FAIRFIELD — A controversial affordable housing complex in one of the most exclusive neighborhoods in Fairfield has been greenlit by the town’s zoning commission under duress.

The commissioners said their moral objections were outweighed by legal obligations.

“Everyone in the room should understand that, on the basis of an 8-30g application, a developer does not have to comply with any of our regulations,” Commission Chair Mathew Wagner said. “Many of the things that we have identified here that we don’t like about the plan… courts look at that as convenience factors.”

The Fairfield Housing Corporation, a non-profit that falls under the Fairfield Housing Authority, cleared a hurtle in its ongoing process to get approval to build a five-building, 40-unit housing complex on a 2.5 acre lot at 980 High St.. Seventy percent of the complex would qualify as affordable housing.

The decision came at the conclusion of hearings, postponements and amendments to the plan, which the commission first started discussion on in the fall.

The application for the development fell under 8-30g, a state regulation which allows developers of affordable housing to ignore municipal laws and regulations in order to get affordable housing into communities that have less of that kind of housing than the state recommends.

In order for a town body to deny an application under 8-30g, it needs to prove that “the decision is necessary to protect substantial public interests in health, safety or other matters which the commission may legally consider.”

The body also needs to provide evidence that the factors are important enough that they outweigh the need for affordable housing and cannot be solved with reasonable changes to the plan.

The Inland Wetlands Agency, part of the town Conservation Commission, denied the FHC the inland wetlands permit, claiming the development would disrupt the neighborhood economically, environmentally and historically.

While the Housing Corporation appeals the decision in state court, the development cannot move forward.

During the TPZ meeting, every member of the commission spoke of their disapproval of the plan.
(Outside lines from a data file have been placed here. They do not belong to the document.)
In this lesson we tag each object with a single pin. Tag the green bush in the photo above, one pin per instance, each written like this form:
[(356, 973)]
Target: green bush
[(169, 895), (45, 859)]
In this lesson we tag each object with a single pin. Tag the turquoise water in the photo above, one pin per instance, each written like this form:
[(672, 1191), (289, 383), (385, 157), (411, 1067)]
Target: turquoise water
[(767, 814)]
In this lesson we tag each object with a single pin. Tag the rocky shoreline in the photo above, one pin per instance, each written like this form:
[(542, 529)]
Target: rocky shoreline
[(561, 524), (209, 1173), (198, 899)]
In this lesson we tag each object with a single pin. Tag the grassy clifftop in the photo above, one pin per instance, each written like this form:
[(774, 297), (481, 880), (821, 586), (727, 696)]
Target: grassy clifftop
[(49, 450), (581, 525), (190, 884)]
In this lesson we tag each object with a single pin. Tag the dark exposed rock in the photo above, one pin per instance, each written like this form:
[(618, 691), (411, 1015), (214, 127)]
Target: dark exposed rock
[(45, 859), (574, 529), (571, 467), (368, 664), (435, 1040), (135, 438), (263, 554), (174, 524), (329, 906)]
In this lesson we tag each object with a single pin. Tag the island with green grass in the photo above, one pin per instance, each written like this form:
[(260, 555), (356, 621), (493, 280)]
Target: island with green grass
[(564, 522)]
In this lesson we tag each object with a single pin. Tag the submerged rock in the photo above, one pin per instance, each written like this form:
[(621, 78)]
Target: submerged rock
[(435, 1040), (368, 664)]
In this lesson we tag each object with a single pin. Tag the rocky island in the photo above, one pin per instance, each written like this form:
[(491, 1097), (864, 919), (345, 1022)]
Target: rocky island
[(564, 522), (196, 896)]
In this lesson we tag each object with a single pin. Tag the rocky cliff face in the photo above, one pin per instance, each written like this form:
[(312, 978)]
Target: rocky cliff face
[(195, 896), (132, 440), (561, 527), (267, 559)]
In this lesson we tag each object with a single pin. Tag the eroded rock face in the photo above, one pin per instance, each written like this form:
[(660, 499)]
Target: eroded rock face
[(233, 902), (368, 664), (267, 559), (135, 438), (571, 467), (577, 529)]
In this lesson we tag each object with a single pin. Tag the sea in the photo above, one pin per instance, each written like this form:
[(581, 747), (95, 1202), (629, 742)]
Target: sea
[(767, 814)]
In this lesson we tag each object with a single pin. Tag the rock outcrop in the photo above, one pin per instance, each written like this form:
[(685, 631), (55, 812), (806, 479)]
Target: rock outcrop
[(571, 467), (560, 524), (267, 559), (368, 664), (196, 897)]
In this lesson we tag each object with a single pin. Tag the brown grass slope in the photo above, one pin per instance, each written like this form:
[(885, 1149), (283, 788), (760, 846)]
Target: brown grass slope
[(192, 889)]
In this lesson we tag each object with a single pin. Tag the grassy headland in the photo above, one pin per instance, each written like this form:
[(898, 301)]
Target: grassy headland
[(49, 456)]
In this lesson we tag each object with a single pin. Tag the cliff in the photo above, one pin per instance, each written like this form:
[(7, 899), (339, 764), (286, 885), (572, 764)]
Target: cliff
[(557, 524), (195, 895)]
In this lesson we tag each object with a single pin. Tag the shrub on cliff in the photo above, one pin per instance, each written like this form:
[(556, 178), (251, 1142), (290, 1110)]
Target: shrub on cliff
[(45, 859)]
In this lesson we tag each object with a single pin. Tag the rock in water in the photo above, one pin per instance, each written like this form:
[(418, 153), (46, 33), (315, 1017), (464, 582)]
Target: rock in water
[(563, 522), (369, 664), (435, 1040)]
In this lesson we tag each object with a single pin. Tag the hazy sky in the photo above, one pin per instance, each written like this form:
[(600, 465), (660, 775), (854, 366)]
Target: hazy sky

Their concerns ranged from issues with drainage and traffic to its effect on the environment. Still, nearly all of them did not think they had enough evidence to hold up in court.

Commissioner Lenny Braman said while he agrees with the concerns about the plan, he thought that if the commission were to deny the application it would be “setting up the courts to overrule us.”

Kathryn Braun, the lone dissenter in the commission’s vote, said after hearings with experts brought in front of the commission by Joel Green, who represents neighbors opposing the plan, she felt they had enough evidence to deny the application.

“Do we care more about affordable housing, or could it be smaller scale?” Braun asked. “Why can’t we consider that and let the court decide?”

Meg Francis, secretary of the TPZ, said she agreed with Braun, adding that the property did not have the acreage for the number of units planned. A discussion about cutting the number of apartments from 40 to 20 did not get any traction.

Wagner said the courts look at the public records of the meetings the commission holds and judge cases by those comments. He said denying the application could result in the body losing credibility with the courts.

Wagner said he does believe there are valid issues with the wetlands component that are already being decided in the courts.

“If indeed those issues are as significant and as real … our courts will uphold that denial,” Wagner said. “In which case that application will not proceed.”